Mijn relatie ging uit, ik verkocht een huis, hield daar geld aan over en bleef achter met de een droom die ik al jaren koesterde: een reis naar Japan. Het originele idee was om deze reis samen te ondernemen, maar opeens bedacht ik me: waarom ga ik niet alleen?
Verandering
Zo gezegd, zo gedaan. Ik ging voor het eerst naar een land dat buiten Europa lag, in mijn eentje. En dat was op zijn zachtst gezegd best spannend – en niet alleen omdat mijn hart nog aan het helen was van een stukgevallen toekomst. Ik kwam erachter dat in je eentje simpele, alledaagse keuzes maken moeilijker is dan ik van tevoren had gedacht. Er is niemand die tegen je zegt: hup, eruit, als je om elf uur nog moe en lusteloos van de jetlag in bed ligt. Niemand die je helpt om te kiezen tussen tien tempels die allemaal even bijzonder lijken, of die je helpt met kiezen als je weifelend en verloren in het gangpad van een vreemde supermarkt staat. Maar de moeilijke momenten waren snel vergeten – helemaal omdat het me lukte ze allemaal in mijn eentje te overwinnen (nouja, met uitzondering van een paar geruststellende telefoontjes uit Nederland, dan).
Sinds ik terug ben, is er iets in mij veranderd. Iets dat ik op reis heb opgedaan. En die verandering – die gun ik iedereen. Twijfel je nog steeds of je het wel aandurft? Laat je door deze punten overhalen, en boek dat ticket:
Je ervaart alles intenser
Als je niemand hebt om je te helpen als je op een treinstation staat waar geen enkel bordje dat je naar de uitgang wijst te vinden is in een taal die je kunt begrijpen, dan zal je toch echt zelf je weg moeten vinden. De intensiteit van de ervaring zorgt ervoor dat de vreemde geluiden, de muziekjes van de metro, de andere mensen en andere gebouwen komen veel heftiger bij je binnen. En ja, dat voelt in het begin een beetje alsof je net als Alice een donker konijnenhol binnen bent gevallen – maar ook met deze nieuwe wereld waar niets is zoals jij het gewend bent, kun je erachter komen dat jij nog steeds dezelfde bent.

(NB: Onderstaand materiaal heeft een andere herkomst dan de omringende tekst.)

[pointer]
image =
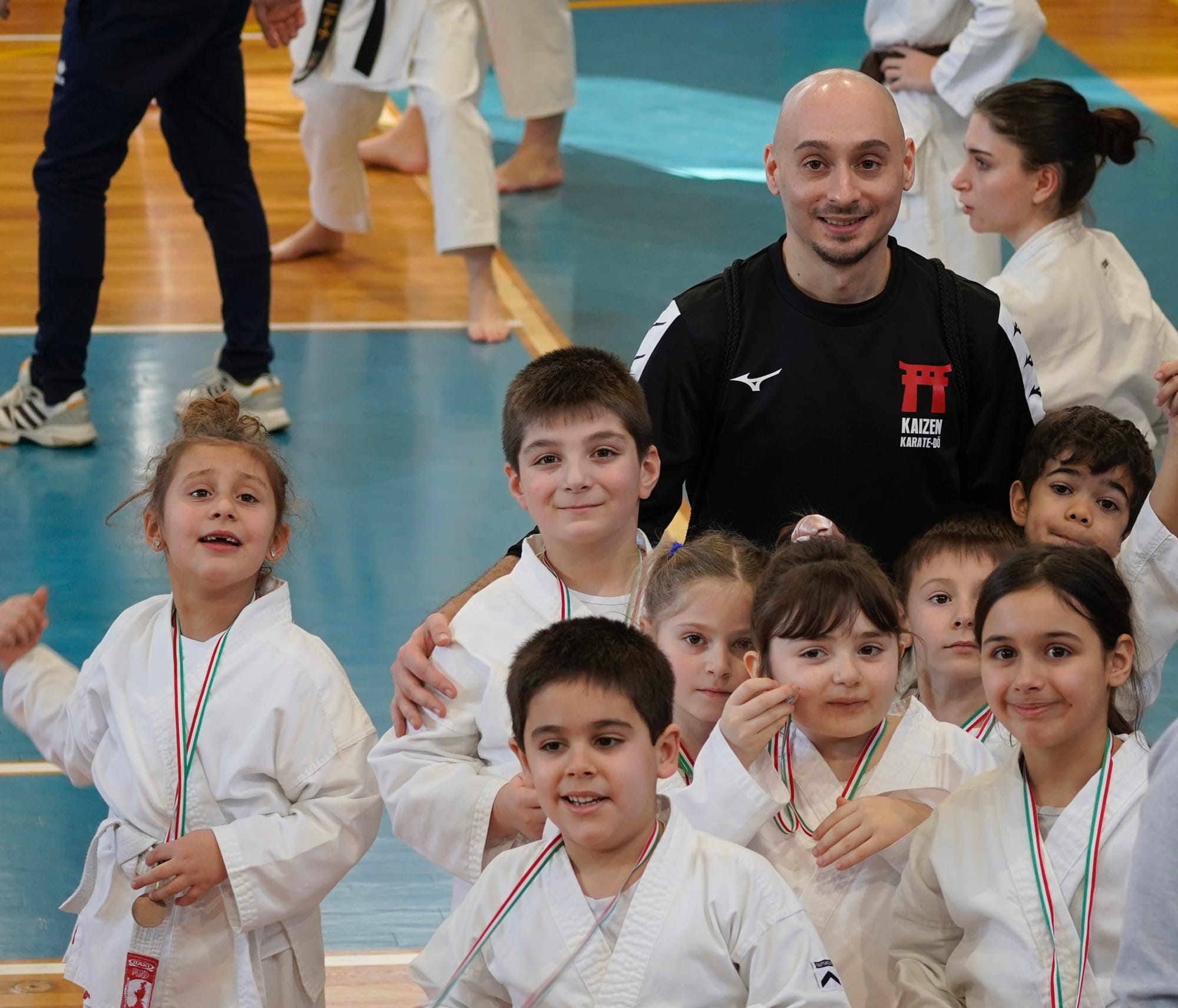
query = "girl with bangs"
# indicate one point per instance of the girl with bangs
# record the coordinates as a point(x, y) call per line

Je maakt veel sneller contact met anderen
Als je met zijn tweeën reist, ben je vaak in gesprek met elkaar. Voor een vreemde is het daarom moeilijker om een gesprek aan te knopen. Als je alleen bent, ben je veel makkelijker te benaderen en zo raak je sneller in gesprekken verzeild, en zit je voor je het weet ’s middags bij een gepensioneerde Japanse vrouw de door haar zelfgemaakte groene thee te drinken terwijl je het hebt over haar kleinkinderen.
Je kunt alles zelf beslissen
Jij bepaalt alles. Hoe goed je het ook met je lief of met vrienden en familie kunt vinden, als je samen reist moet je altijd samen beslissen hoe laat je wakker wordt, wat je gaat eten, waar je naartoe gaat, of je naar een museum wil of naar het strand, of je gaat winkelen, in een park een boek gaat lezen of in een bar een drankje gaat drinken. Als je alleen bent is er niemand die jouw dag bepaalt behalve jijzelf – en dat kan enorm bevrijdend zijn.
Je oog valt veel sneller op kleine details
Als je alleen reist, heb je niemand om mee te kletsen als je door een drukke stad loopt. Niemand die naast je zit als je in de trein of in de bus zit, of als je de weg terug naar je hotelkamer zoekt. Dat betekent dat je je oog ook op iets anders kunt laten vallen. Die vrouw die in de zon op een bankje de krant leest, en die naar je glimlacht als je langsloopt. De twee schoolmeisjes die je giechelend volgen als je door het park loopt, of de man die met militaire precisie een half uur bezig is met het snoeien van een heel klein struikje in het park.